One general aspect of the improved techniques includes a method of rendering sound fields in a left ear and a right ear of a human listener, the sound fields being produced by a plurality of virtual loudspeakers. The method can include obtaining, by processing circuitry of a sound rendering computer configured to render the sound fields in the left ear and the right ear of the head of the human listener, a plurality of head-related impulse responses (HRIRs), each of the plurality of HRIRs being associated with a virtual loudspeaker of the plurality of virtual loudspeakers and an ear of the human listener, each of the plurality of HRIRs including samples of a sound field produced at a specified sampling rate in a left or right ear produced in response to an audio impulse produced by that virtual loudspeaker. The method can also include generating a first state space representation of each of the plurality of HRIRs, the first state space representation including a matrix, a column vector, and a row vector, each of the matrix, the column vector, and the row vector of the first state space representation having a first size. The method can further include performing a state space reduction operation to produce a second state space representation of each of the plurality of HRIRs, the second space representation including a matrix, a column vector, and a row vector, each of the matrix, the column vector, and the row vector of the second state space representation having a second size that is less than first size. The method can further include producing a plurality head-related transfer functions (HRTFs) based on the second state representation, each of the plurality of HRTFs corresponding to a respective HRIR of the plurality of HRIRs, an HRTF corresponding to a respective HRIR producing, upon multiplication by a frequency-domain sound field produced by the virtual loudspeaker with which the respective HRIR is associated, a component of a sound field rendered in an ear of the human listener.

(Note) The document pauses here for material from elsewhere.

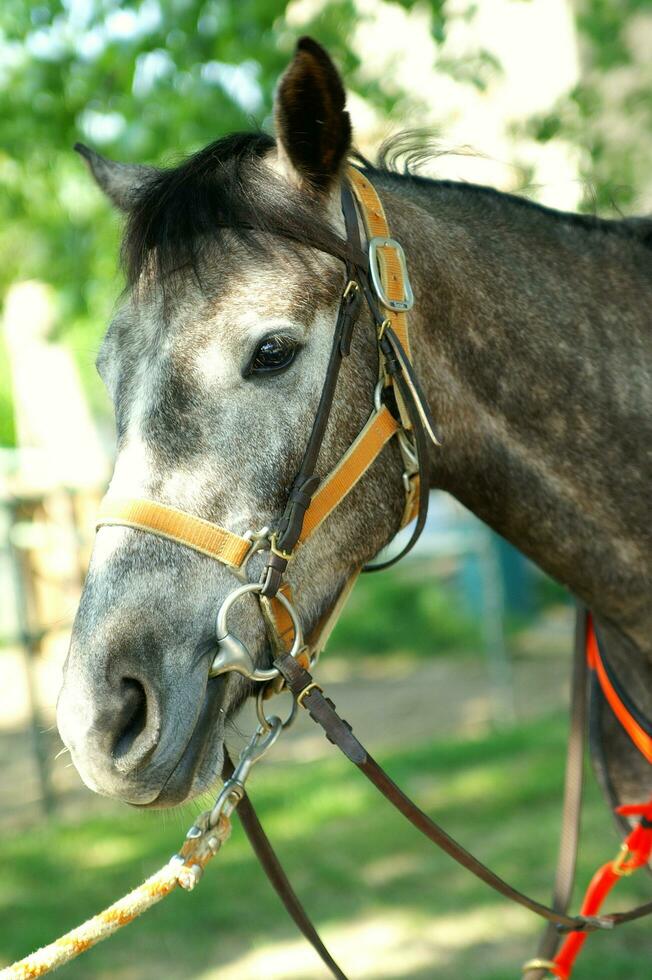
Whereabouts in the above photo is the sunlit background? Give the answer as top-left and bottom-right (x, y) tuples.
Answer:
(0, 0), (652, 980)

Performing the state space reduction operation can include, for each HRIR of the plurality of HRIRs, generating a respective Gramian matrix based on the first state space representation of that HRIR, the Gramian matrix having a plurality of eigenvalues arranged in descending order of magnitude, and generating the second state space representation of that HRIR based on the Gramian matrix and the plurality of eigenvalues, wherein the second size is equal to a number of eigenvalues of the plurality of eigenvalues greater than a specified threshold.

Generating the second state space representation of each HRIR of the plurality of HRIRs can include forming a transformation matrix that, when applied to the Gramian matrix that is based on the first state space representation of that HRIR, produces a diagonal matrix, each diagonal element of the diagonal matrix being equal to a respective eigenvalue of the plurality of eigenvalues.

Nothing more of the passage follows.